メールマガジン、タイムセール、Twitterなどがリピート率向上の施策として使われているが、もっと根本的なやり方で高リピート率を実現している企業がある。人気カタログ「haco.」などでも有名な神戸の老舗通販会社フェリシモだ。
同社の特徴は、「コレクション」という創業当初から採用している独自の販売形態。端的に言うと、毎月定期的に商品が届く頒布会形式なのだが、ブランドごとにラインアップされたパンツやシャツなどのシリーズを選び、毎月「継続するか、停止するか、あるいはコレクションするシリーズを変更して継続するか」と確認するシステムになっている。
フードなどを取り扱い始めるなど多角化も進めているが、フェリシモの取扱商品はファッション中心。服のサイズだけ指定して、色やデザインがどんなものかは、届くまでのお楽しみとなる。
同社eビジネス部 部長の島氏は、コレクション形式について、次のように分析している。
「通常のお買物とは違って、何が届くのかを楽しんでいただくお買物の形態だと考えています。シリーズは選べますけど、どんな物が次に届くのかは分かりません。誰かから贈り物をもらうような気持ちになれると評価いただいております。普段お店で手に取らないアイテムが届いたとしても、意外と気に入ってもらえ、新しい自分を発見できると喜んでいただける方もおります。好きなシリーズを選んでいただければ、コンセプトに基づいて当社のプランナーが自信を持って色柄やデザインを変えてご提案をするという仕組みです」
製品はどれも自社企画のOEM生産。発注量をコントロールしやすく余計な在庫を抱えないため、単価を抑えて良質な製品を届けることができると島氏は胸を張る。
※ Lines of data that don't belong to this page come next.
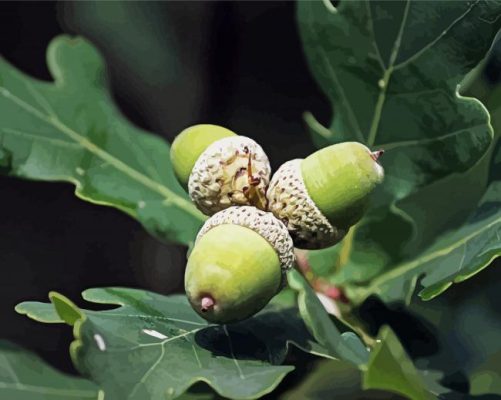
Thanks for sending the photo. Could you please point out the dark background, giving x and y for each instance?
(171, 65)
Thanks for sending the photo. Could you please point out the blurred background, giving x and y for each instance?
(171, 65)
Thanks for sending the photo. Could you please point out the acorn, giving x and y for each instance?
(320, 197)
(237, 264)
(220, 168)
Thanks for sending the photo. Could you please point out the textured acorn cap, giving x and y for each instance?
(288, 200)
(231, 171)
(262, 222)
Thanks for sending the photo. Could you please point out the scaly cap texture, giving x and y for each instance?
(231, 171)
(289, 201)
(262, 222)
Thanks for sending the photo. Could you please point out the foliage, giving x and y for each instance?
(70, 130)
(154, 346)
(393, 73)
(24, 376)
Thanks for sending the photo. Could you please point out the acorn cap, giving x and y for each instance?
(288, 200)
(231, 171)
(262, 222)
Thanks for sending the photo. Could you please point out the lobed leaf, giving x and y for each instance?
(24, 376)
(70, 130)
(391, 71)
(454, 258)
(156, 347)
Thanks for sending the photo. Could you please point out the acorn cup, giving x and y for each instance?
(320, 197)
(220, 169)
(237, 264)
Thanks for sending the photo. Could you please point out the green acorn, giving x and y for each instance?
(220, 168)
(238, 264)
(320, 197)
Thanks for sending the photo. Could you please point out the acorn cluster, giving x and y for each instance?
(243, 250)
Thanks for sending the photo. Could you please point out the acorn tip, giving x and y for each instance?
(207, 303)
(376, 154)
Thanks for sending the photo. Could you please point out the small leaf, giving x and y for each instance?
(70, 130)
(346, 346)
(24, 376)
(156, 347)
(65, 308)
(391, 369)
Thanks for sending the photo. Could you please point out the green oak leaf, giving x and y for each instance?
(70, 130)
(390, 368)
(24, 376)
(453, 258)
(156, 347)
(391, 71)
(345, 346)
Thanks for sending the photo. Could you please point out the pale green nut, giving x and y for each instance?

「お客様の間では『フェリシモさん』と“さん”付けで親しみを込めて呼んでいただけておりますし、コレクションすることを『フェリシモする』とも言っていただいています」
人によってはコレクション形式への好き嫌いはあるかもしれないが、現在の利用客数は150万世帯。“世帯”で見るのは、職場のグループや家族、友人同士での購入が多いため。実際は150万人以上に利用されている計算になる。利用者の9割は女性で30代が中心と、買い物に一家言持つ層からの支持を勝ち得ているようだ。